Assise sur une chaise, l'impératrice se faisait coiffer. Une femme en robe noire et tablier blanc achevait d'édifier la couronne de tresses de Sissi. Le manque d'éclat de cette chevelure tant célébrée frappa Arpad. Le visage dans la glace était d'une pâleur crayeuse. La vision rayonnante de Veronika dans son amazone se substitua à celle de la femme mûre et lasse. Arpad mesura le chemin parcouru en l'espace de quelques semaines. Sa vénération pour Elisabeth lui apparaissait à présent comme une toquade d'adolescent. De cet éblouissement, il ne subsistait rien, à part un immense respect.
« Fanny, tu peux te retirer, dit l'impératrice. Tu as accompli des merveilles, comme d'habitude. »
La coiffeuse récupéra les cheveux morts sur le manteau de dentelle qui protégeait les épaules de Sissi et les posa sur un plateau. Puis elle sortit après avoir exécuté une petite révérence. À la vue des longues mèches d'un brun éteint, Arpad fut saisi d'un sinistre pressentiment.
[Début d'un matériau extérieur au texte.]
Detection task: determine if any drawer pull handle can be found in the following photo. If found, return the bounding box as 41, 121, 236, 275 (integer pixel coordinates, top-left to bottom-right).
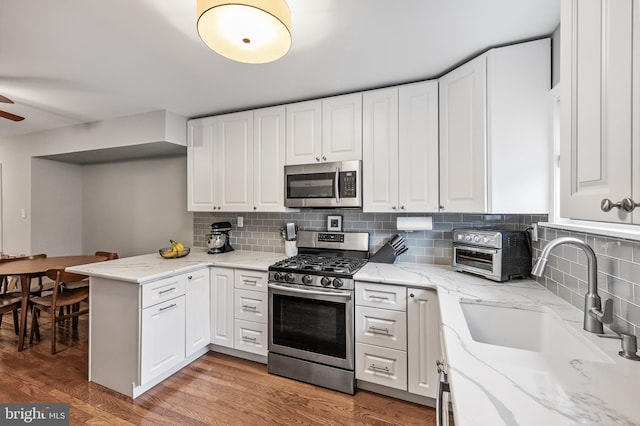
158, 303, 178, 312
369, 294, 389, 300
369, 364, 391, 375
369, 326, 389, 335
Elisabeth se retourna pour lui faire face :
« Approchez, Lieutenant Ferenczy, ce que j'ai à vous communiquer ne doit pas tomber dans des oreilles indiscrètes. »
Il obéit. Bien que la déesse eût chuté de son piédestal, elle continuait à l'impressionner. « Vous avez amplement démontré votre loyauté, ajouta-t-elle. »
Gêné, Arpad murmura :
« Celle-ci n'a pas été pleine et entière, vous devez le savoir.
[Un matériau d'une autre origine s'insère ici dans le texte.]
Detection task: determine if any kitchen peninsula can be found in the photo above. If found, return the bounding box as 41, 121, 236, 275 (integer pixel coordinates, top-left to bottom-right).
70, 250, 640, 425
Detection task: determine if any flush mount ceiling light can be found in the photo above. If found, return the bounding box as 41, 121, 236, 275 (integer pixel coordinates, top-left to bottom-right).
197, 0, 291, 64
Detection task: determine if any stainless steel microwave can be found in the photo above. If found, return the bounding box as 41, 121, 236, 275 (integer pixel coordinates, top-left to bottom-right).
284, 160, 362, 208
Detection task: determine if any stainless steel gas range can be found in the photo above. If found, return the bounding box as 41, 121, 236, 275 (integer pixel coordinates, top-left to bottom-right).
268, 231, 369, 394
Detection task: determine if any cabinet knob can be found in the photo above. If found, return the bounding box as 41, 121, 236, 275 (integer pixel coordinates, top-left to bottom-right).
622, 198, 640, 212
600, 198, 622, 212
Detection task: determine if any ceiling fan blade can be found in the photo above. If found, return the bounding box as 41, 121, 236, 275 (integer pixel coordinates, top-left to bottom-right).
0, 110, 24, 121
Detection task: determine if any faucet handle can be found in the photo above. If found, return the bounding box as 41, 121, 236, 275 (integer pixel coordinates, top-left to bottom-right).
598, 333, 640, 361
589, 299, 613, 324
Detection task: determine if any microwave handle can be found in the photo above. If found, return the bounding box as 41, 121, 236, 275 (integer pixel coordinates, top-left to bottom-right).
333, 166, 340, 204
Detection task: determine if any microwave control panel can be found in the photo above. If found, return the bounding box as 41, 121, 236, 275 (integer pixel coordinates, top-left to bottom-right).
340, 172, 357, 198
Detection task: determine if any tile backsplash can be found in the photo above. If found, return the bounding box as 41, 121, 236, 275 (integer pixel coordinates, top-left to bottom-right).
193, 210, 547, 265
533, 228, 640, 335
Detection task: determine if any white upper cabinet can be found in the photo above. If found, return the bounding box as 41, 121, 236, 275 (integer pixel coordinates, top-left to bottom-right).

— Frantz peut se montrer extrêmement persuasif. Quant à certaines omissions, je vous les pardonne bien volontiers si vous acceptez de me rendre service.
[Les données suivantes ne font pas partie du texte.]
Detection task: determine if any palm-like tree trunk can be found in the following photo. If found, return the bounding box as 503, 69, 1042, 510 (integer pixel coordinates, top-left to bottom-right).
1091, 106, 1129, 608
Arpad flaira le piège sous ces paroles prononcées d'une voix douce, mais ferme. Depuis des semaines, il était un instrument entre les mains des uns et des autres et cette dépendance le rendait nerveux.
« Tout dépend du genre de service, osa-t-il dire.
— Ce sera plutôt une sinécure.
— Je ne comprends pas. »
Elisabeth se leva. Son extrême minceur, à la limite de la maigreur, l'allongeait encore. Arpad songea aux formes sculpturales de Veronika. Il ne pouvait s'empêcher de comparer la mère et la fille et s'en voulait.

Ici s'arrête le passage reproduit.